McClain proposes a similar interpretation. He says first that: “During the present Age, from Pentecost to the second coming of Christ, the Mediatorial Kingdom must said to be in abeyance, in the sense of its actual establishment on earth. In another sense, however, it might be said that the Mediatorial Kingdom does have a present de jure existence, even prior to its establishment… as those born into the royal family, we enter judicially into the kingdom before its establishment, a divine action so remarkable that Paul speaks of it as a translation (Col. 1:13)” (McClain, Alva J. The Greatness of the Kingdom. Grand Rapids, Zondervan, 1939, pp. 439-440). This latter statement assumes that “the kingdom of his dear Son” in Colossians 1:13 is the Messianic earthly kingdom of Christ (the words de jure, mean, “by right”). Although it would be wrong to characterize McClain as a Progressive Dispensationalist, yet it is confusing for him to state that the Mediatorial Kingdom has a present de jure existence, prior to its establishment.

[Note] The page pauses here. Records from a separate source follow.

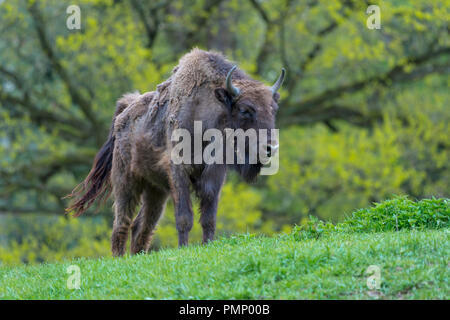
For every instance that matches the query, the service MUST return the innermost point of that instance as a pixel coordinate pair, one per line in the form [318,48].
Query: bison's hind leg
[126,196]
[153,203]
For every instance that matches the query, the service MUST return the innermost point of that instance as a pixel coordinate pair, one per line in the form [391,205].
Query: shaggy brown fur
[135,160]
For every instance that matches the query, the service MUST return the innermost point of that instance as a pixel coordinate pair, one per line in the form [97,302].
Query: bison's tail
[97,184]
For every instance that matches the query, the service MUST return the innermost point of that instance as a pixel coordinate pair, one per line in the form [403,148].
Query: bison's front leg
[184,215]
[208,190]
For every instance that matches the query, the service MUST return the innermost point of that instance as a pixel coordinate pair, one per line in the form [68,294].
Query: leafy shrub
[391,215]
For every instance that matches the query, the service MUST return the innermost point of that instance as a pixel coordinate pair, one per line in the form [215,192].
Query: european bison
[135,162]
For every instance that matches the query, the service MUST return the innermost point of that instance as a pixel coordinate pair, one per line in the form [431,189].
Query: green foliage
[37,239]
[396,214]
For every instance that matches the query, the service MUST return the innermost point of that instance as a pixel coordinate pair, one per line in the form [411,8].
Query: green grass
[316,261]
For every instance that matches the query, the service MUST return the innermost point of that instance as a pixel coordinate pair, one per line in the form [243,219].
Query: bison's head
[251,105]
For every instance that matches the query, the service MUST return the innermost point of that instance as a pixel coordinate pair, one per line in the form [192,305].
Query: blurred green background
[364,113]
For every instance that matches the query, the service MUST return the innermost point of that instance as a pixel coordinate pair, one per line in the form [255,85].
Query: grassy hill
[408,241]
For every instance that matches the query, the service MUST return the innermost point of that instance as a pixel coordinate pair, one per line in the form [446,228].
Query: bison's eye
[246,112]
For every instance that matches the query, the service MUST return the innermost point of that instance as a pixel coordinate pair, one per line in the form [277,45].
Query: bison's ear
[224,97]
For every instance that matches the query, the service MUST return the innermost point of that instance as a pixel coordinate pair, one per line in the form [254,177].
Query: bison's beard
[248,171]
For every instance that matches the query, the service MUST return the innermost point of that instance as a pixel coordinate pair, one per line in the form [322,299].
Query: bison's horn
[279,82]
[232,89]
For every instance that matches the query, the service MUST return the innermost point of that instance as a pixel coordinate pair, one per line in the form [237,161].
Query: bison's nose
[271,149]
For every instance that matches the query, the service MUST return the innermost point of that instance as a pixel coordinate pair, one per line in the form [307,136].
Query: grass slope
[317,261]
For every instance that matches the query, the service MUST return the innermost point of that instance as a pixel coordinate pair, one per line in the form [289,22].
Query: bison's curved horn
[232,89]
[279,82]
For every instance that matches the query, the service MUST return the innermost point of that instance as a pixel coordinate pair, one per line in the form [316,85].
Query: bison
[135,161]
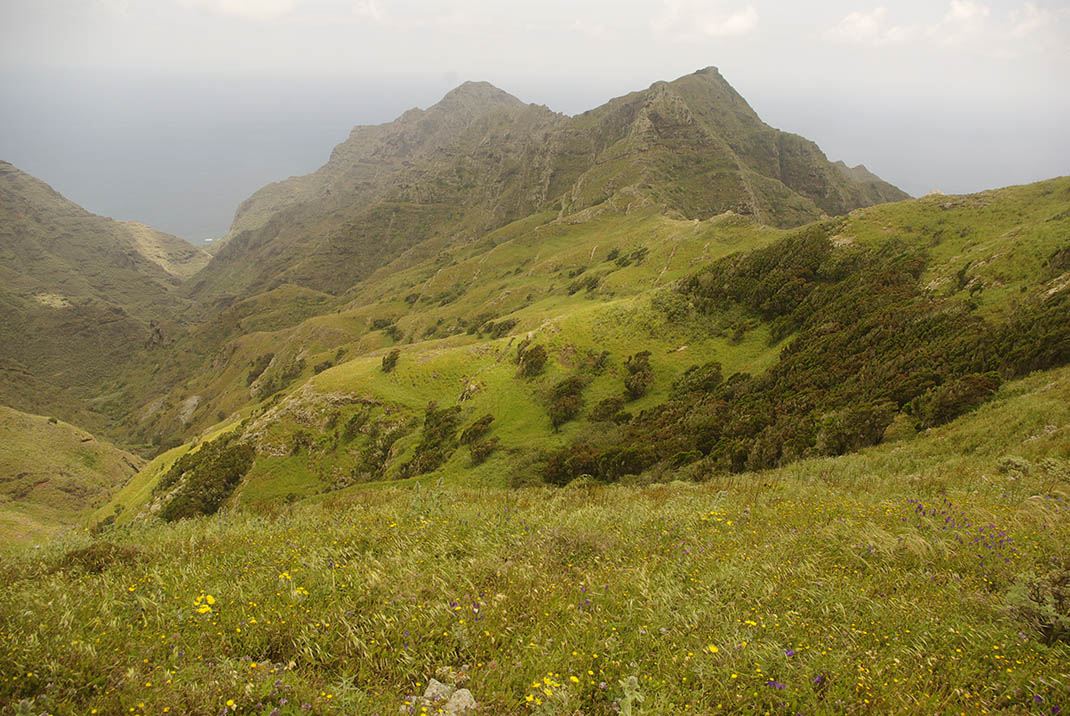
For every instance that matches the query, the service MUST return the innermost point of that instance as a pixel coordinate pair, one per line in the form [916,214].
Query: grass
[879,582]
[51,474]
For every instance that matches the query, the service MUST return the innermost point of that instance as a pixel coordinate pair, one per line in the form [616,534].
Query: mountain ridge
[480,157]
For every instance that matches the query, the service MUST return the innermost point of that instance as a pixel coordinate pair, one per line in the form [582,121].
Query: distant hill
[762,347]
[480,158]
[78,294]
[50,473]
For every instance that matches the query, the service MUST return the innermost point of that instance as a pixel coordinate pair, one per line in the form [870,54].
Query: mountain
[78,294]
[635,343]
[51,473]
[480,158]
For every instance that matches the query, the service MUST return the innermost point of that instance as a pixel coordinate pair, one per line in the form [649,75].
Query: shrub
[498,329]
[438,442]
[607,409]
[482,450]
[391,360]
[945,402]
[98,557]
[564,409]
[1041,602]
[640,376]
[475,431]
[697,379]
[532,362]
[380,323]
[257,367]
[852,428]
[204,478]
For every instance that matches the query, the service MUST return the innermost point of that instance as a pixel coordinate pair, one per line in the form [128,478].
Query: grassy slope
[1004,239]
[615,317]
[821,588]
[50,474]
[78,298]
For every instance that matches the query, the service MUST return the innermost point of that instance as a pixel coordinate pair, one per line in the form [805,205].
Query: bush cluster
[870,343]
[204,477]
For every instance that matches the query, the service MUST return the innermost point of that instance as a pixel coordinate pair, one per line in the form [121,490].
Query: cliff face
[78,295]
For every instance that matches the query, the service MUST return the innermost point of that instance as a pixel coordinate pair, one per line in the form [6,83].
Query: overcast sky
[172,111]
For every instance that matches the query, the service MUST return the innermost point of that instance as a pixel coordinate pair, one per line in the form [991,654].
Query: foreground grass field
[896,580]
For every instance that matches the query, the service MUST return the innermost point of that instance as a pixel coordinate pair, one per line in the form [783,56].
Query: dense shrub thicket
[438,442]
[870,344]
[204,477]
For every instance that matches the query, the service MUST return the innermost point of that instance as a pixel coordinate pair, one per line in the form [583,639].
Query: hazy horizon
[177,132]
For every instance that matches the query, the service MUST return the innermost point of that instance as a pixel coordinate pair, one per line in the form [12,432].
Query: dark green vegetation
[51,474]
[866,344]
[857,414]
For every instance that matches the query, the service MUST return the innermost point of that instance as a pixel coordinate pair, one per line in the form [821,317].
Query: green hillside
[51,473]
[651,410]
[813,589]
[79,294]
[814,341]
[480,160]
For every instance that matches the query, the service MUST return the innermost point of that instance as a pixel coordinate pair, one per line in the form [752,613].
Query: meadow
[916,577]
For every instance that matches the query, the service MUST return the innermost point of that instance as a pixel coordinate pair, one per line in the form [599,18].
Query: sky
[173,111]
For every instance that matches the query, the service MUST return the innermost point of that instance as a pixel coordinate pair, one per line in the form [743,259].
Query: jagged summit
[479,94]
[480,157]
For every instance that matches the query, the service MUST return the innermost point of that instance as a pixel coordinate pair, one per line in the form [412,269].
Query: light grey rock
[460,702]
[437,691]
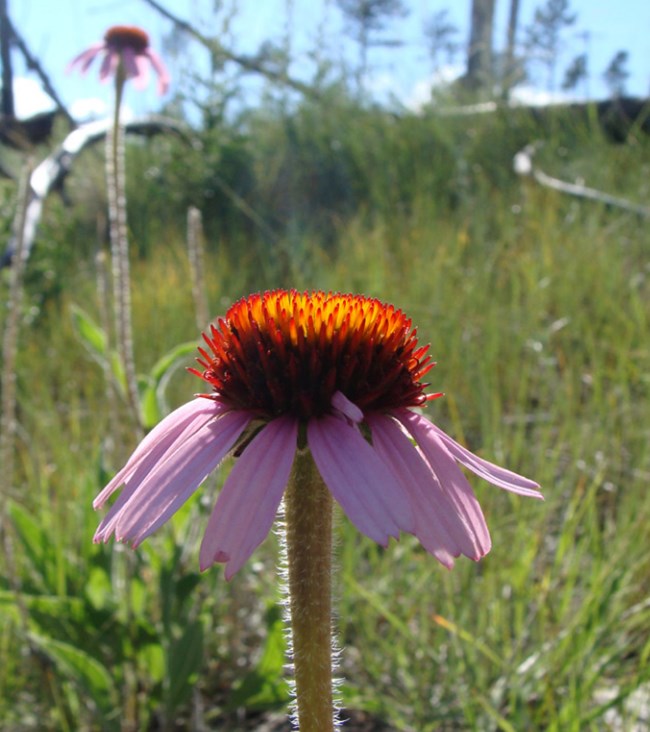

How then should the statement of Christ be interpreted? As already stated, Jesus affirmed that the kingdom of God is the vineyard, taken from the wicked farmers and given to “other farmers” (21:41) to “a nation” (21:43) who will produce fruit. The time span for this transfer of the vineyard to other farmers would necessarily have to be after the Son was rejected, and it would include the destruction of Jerusalem and the dispersion of Israel in 70 AD and extend throughout the Church Age, plus the seven years of the Great Tribulation, when the “Stone” which the builders rejected would fall upon the wicked and grind them to pieces at the return of Christ to earth (21:44). To say that the “kingdom of God” is the Church is not accurate. Rather, this time span is identical to that of the parable of the wheat and the tares in Matthew 13 and can be similarly defined as “The Age of the Mysteries of the Kingdom of Heaven” which began with the rejection by Israel in Matthew 11:20-26, before His death and will extend to the time of His return to earth to defeat all His enemies and set up His Mediatorial Kingdom.

Further, the term “kingdom of God” in this context can rightly be identified as the “sphere of belief” so to speak, which was offered to Israel, and as Paul says: “blindness in part is happened to Israel, until the fullness of the Gentiles be come in” (Rom. 11:25). This will definitely include the Church Age, but it also includes the ministry of Christ and His apostles in the period after His rejection in Matthew 11-12, and all the millions to be saved during the seven years after the Church Age is completed.

The chapter closes with the quotation from Psalm 118:22-23 concerning the stone which the builders rejected becoming the head of the corner (Cf. Matthew 16:18 for exposition) as well as the prophecy of the smiting stone from Daniel 2:34 depicting the return of Christ to earth in judgment.

There was no question on the part of the chief priests and Pharisees that Christ was speaking to them as the wicked farmers, but there was no repentance on their part. They would have killed Him right then and there, but they feared the multitude. From the divine standpoint, it was not yet “in the fulness of time,” because Jesus had another parable to give, in addition to an entire series of woes against them (Matthew 23) and an extended prophecy of the end times (Matthew 24-25) before His arrest and crucifixion.